Um die HIV-Übertragung auf das Kind zu verhindern, sollte die Viruslast spätestens zum Zeitpunkt der Geburt unter der Nachweisgrenze liegen. Je früher eine geeignete Therapie begonnen wird, desto besser. Aus diesem Grund wird werdenden Müttern bereits in den ersten Wochen der Schwangerschaft im Rahmen der Vorsorgeuntersuchung ein HIV-Test angeboten. Emilia, die ihre HIV-Diagnose im Rahmen der Vorsorgeuntersuchung erhalten hat, wurde von der Nachricht völlig unvorbereitet getroffen. „Meine ganze Welt blieb stehen, und mir schossen unendlich viele Fragen durch den Kopf. Aber die allerwichtigsten waren: Was wird aus meinem Kind? Wird es sich auch infizieren? Wie soll ich ein Kind großziehen, wenn ich sowieso nur noch ein paar Jahre zu leben habe? Ich würde mein Kind niemals aufwachsen sehen!“
„Viele der HIV-positiven Schwangeren, die gerade von ihrer HIV-Infektion erfahren haben, befinden sich in einer akuten Krise“, sagt Patricia Barth von VHIVA KIDS aus Hamburg. „Sie sind nicht in der Lage, die Diagnose zu verarbeiten, und müssen sich immer wieder vergewissern, dass sie alles verstanden haben“, erklärt die Beraterin von VHIVA KIDS in Hamburg. Für Bezugspersonen sei es wichtig, sich Zeit zu nehmen und alle Fragen, auch zum wiederholten Male, geduldig zu beantworten. In einer solchen Situation, so die HIV-Medizinerin Dr. Annette Haberl vom HIVCENTER der Universitätsklinik Frankfurt am Main, benötigen die Frauen schnellstmöglich aktuelle Informationen zum Management von HIV in der Schwangerschaft. „Wir können ihnen deutlich machen, dass alles, was bis zur HIV-Diagnose ihr Plan fürs Leben war, weiterhin Bestand hat. Da wir jetzt die Diagnose kennen, können wir verhindern, dass es während der bestehenden Schwangerschaft zu einer Mutter-Kind-Übertragung kommt. Und natürlich sind auch weitere Kinder kein Problem. Schwangere mit HIV haben heute die Perspektive, irgendwann Großmütter zu werden.“
Werde ich mein Kind mit einem Kaiserschnitt zur Welt bringen müssen?
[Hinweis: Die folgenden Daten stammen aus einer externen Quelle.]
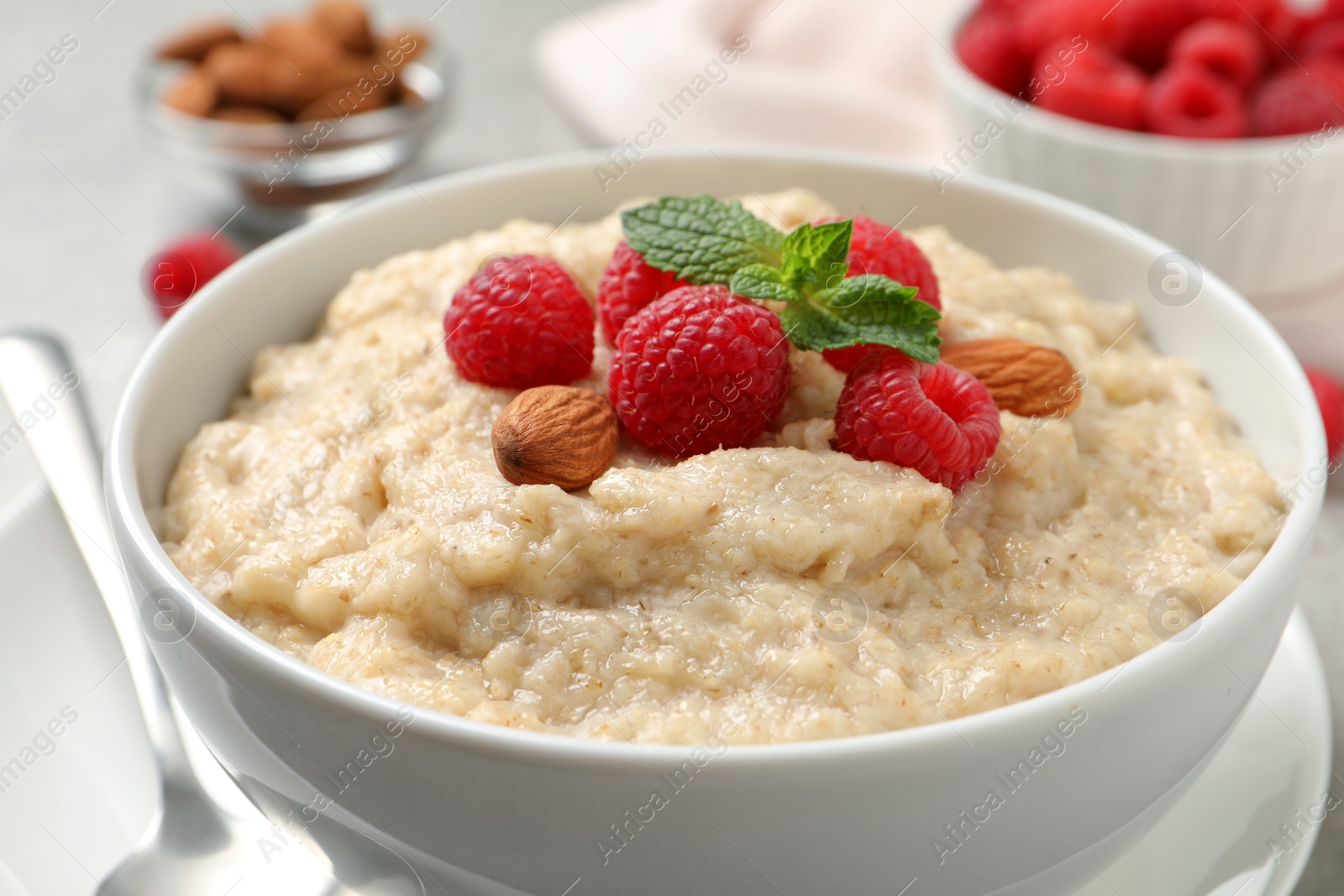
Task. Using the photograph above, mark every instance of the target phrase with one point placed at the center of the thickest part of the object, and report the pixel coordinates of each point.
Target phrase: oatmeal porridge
(349, 512)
Um bei der Geburt eine Virusübertragung auf das Kind zu vermeiden, war es in der Tat lange Zeit Standard, dass HIV-positive Frauen mittels Kaiserschnitt entbunden haben. „Wenn allerdings die Viruslast unter der Nachweisgrenze liegt, können sich die werdenden Mütter heute auch für die vaginale Entbindung entscheiden“, so Dr. Annette Haberl. Das Übertragungsrisiko sei bei erfolgreicher medikamentöser Prophylaxe genauso niedrig wie bei einem Kaiserschnitt. Liegt die Viruslast hingegen über der Nachweisgrenze, ist ein Kaiserschnitt angebracht. Das Kind erhält dann in den ersten Wochen sicherheitshalber auch prophylaktisch HIV-Medikamente, um eine mögliche HIV-Infektion auf jeden Fall zu verhindern.
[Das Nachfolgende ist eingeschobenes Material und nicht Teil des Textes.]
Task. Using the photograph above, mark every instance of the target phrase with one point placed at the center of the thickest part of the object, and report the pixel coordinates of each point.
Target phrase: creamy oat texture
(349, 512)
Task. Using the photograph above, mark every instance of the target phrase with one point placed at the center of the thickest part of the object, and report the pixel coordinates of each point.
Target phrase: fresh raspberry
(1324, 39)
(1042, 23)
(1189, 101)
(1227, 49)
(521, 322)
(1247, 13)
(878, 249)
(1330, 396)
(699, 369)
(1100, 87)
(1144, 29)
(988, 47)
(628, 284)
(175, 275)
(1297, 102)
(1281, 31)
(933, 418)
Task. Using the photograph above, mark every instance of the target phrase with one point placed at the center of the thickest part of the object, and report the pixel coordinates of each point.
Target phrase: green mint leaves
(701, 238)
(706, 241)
Kann ich mein Kind stillen?
Stillen ist die beste Form der Ernährung, die ein Kind in den ersten Lebensmonaten bekommen kann. Muttermilch ist nicht nur gut verdaulich, sie enthält auch Wirkstoffe, die gegen Krankheitserreger wirken, Entzündungen hemmen und das Immunsystem des Säuglings stärken. Stillen ist günstig und praktisch – weil immer möglich. „Breast is best“ („Die Brust ist am besten“) gilt aber nicht nur für die Kinder, sondern auch für die Mütter: Frauen, die früh Kinder haben und stillen, senken ihr Risiko für eine Brustkrebserkrankung. Die Weltgesundheitsorganisation (WHO) wie auch die Nationale Stillkommission empfehlen daher, Säuglinge in den ersten sechs Monaten ausschließlich zu stillen. Und da so vieles für das Stillen spricht, ist es verständlich, dass auch Mütter mit HIV ihr Kind stillen möchten. Wenn bei der HIV-positiven Mutter die Behandlung gut funktioniert, ist das auch möglich. Wichtig ist eine gute ärztliche Begleitung. Vor und während der Stillphase werden Kontrollen der Viruslast durchgeführt – sie muss sicher unter der Nachweisgrenze sein. Dann stehen den vielen Vorteilen ein sehr geringes, kaum mehr bezifferbares Risiko einer HIV-Übertragung sowie die kindliche Aufnahme von HIV-Medikamenten über die Muttermilch gegenüber. Die Vor- und Nachteile sollten mit dem behandelnden HIV-Arzt oder der HIV-Ärztin besprochen werden. Die Entscheidung für oder gegen das Stillen liegt aber letztlich immer bei der Mutter beziehungsweise den Eltern des Kindes. „Wir überarbeiten gerade die Deutsch-Österreichischen Leitlinien und werden dort dem Thema Stillen sicher mehr Raum widmen und auch konkreter werden: für wen das Stillen eine Option sein kann und wie das Monitoring aussehen sollte“, erklärt die HIV-Expertin Dr. Annette Haberl.
Beratung, Begleitung, Unterstützung: Worauf kommt es an?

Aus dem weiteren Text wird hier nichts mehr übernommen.